At a glance
ClinicalIndex Comparison RecordStandardized by ClinicalIndex from the ClinicalTrials.gov record · verify against the source.
An Investigation Into the Effects of Intravenous Lipid Emulsion (ILE) on the Pharmacokinetic and Pharmacodynamic Properties of Metoprolol.
In Brief
A Phase 4 clinical trial evaluating metoprolol, intravenous lipid emulsion, and 2 other interventions for Drug Overdose and 2 related conditions. Completed, enrolled 10 participants across 1 site.
Detailed Summary
The aim of this study is to investigate whether intravenous lipid emulsion is effective in attenuating the clinical effects of a cardioactive drug, exemplified by the beta-blocking agent metoprolol. In addition, the investigators will clarify how intravenous lipid emulsion affects the pharmacokinetic parameters of metoprolol.
Study Details
Timeline
Interventions
One hundred and twenty ml, 0.5 mg metoprolol/ml (as metoprolol tartrate) is administered as an intravenous bolus injection followed by a continuous infusion. Infusion is halted if heart rate drops below 35 bpm or systolic blood pressure drops below 80 mm Hg, or the participant experiences subjective side effects. Infusion stops at T=30 minutes.

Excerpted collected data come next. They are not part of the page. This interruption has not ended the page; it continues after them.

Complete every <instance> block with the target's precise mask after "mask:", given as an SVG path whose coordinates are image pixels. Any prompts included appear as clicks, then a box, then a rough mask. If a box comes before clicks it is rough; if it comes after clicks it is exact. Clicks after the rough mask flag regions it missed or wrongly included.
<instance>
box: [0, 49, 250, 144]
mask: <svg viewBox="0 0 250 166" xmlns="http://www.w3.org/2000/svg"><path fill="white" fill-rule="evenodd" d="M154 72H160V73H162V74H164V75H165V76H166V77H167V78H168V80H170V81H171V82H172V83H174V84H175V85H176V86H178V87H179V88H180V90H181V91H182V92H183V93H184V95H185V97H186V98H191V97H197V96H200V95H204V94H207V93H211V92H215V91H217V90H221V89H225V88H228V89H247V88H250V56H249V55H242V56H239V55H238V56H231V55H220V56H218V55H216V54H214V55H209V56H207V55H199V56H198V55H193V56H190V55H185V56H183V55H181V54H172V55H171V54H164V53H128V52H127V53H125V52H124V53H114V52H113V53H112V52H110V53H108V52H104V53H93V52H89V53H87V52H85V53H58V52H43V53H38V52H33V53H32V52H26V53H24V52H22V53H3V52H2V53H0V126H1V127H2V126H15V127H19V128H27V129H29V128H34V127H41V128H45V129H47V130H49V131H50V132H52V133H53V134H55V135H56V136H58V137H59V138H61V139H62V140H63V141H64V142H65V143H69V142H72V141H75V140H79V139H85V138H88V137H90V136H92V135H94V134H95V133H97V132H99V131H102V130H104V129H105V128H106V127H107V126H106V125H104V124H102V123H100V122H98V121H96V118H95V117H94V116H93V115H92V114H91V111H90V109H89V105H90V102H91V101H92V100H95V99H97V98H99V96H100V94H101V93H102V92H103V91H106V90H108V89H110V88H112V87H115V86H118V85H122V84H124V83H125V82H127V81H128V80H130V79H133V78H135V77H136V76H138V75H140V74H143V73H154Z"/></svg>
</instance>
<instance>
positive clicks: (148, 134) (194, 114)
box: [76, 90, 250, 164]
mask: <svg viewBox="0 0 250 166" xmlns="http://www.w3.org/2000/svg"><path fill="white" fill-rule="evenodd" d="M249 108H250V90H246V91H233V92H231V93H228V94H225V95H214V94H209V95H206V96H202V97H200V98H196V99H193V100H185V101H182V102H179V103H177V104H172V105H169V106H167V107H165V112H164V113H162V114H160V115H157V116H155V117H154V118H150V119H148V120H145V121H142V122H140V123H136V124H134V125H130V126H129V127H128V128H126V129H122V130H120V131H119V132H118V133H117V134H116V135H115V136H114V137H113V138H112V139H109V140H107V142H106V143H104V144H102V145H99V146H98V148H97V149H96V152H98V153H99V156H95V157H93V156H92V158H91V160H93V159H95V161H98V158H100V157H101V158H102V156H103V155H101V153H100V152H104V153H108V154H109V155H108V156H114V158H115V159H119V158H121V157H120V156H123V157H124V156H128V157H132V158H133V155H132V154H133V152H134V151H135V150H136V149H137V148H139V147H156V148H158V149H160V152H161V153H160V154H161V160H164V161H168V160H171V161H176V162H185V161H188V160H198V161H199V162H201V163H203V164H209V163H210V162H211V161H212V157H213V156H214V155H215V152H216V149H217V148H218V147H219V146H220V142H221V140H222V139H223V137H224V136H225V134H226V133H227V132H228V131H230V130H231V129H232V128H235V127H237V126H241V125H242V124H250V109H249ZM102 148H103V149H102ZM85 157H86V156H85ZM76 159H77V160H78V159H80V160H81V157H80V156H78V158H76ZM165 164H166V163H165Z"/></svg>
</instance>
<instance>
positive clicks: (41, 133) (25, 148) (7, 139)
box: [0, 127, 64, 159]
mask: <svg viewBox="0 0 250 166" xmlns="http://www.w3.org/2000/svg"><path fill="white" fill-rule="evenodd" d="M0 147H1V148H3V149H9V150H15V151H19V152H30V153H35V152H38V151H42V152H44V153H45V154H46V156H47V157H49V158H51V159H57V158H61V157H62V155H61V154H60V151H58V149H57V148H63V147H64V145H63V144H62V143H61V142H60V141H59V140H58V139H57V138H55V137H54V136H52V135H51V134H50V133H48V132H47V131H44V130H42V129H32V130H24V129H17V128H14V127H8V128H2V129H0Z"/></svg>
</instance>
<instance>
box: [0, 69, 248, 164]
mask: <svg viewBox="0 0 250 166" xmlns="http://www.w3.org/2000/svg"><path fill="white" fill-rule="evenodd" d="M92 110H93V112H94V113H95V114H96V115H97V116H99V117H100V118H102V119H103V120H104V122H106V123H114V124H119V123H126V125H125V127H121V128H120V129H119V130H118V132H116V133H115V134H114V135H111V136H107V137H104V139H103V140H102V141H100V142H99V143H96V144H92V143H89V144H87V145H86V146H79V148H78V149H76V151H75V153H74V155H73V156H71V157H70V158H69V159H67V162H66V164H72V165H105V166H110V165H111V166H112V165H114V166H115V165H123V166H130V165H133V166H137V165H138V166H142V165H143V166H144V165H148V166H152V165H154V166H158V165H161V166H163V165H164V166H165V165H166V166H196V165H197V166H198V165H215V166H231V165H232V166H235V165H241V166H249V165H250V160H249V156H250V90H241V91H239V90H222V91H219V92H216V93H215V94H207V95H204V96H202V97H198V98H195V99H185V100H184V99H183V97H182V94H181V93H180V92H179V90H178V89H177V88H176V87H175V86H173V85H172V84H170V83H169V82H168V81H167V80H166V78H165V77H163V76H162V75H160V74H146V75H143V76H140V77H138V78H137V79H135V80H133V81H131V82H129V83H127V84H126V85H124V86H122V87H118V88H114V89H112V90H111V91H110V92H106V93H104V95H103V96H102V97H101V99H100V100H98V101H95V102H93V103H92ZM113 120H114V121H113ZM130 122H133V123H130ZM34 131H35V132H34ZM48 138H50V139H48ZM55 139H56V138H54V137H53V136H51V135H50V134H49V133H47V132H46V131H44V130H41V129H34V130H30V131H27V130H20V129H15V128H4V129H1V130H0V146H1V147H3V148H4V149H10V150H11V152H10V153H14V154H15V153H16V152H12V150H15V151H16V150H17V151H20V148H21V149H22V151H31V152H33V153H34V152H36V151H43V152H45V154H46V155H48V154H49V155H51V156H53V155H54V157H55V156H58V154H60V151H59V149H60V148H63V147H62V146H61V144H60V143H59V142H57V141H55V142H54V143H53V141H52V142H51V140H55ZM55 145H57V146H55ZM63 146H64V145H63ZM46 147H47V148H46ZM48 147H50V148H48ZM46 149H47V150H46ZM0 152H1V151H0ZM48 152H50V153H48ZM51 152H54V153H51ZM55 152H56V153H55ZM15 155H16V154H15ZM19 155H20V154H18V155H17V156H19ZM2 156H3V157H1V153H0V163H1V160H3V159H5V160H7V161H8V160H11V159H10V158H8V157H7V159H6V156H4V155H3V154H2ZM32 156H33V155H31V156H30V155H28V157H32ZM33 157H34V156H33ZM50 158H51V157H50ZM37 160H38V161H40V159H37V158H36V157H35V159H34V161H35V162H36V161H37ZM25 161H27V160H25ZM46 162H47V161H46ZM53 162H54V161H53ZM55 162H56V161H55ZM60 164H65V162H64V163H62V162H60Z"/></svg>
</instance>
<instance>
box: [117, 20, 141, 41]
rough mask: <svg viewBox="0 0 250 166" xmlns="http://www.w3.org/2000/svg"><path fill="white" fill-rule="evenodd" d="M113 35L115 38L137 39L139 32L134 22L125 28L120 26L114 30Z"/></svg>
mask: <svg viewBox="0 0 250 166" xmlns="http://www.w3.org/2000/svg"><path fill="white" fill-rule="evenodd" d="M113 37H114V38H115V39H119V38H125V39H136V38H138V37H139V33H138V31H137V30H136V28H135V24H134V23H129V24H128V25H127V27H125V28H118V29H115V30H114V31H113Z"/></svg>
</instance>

Intravenous lipid emulsion 20 % is administered as an intravenous bolus infusion (1.5 ml/kg) followed by continuous infusion (infusion rate: 0.25 ml/kg/min). Lipid emulsion infusion is stopped at T = 30 minutes.
Isotonic 0.9 % sodium chloride solution is administered as an intravenous bolus infusion (1.5 ml/kg), followed by continuous infusion (infusion rate: 0.25 ml/kg/min). Infusion is stopped at T = 30 minutes.
Saline solution is administered as an intravenous bolus injection followed by a continuous infusion to T=30 minutes.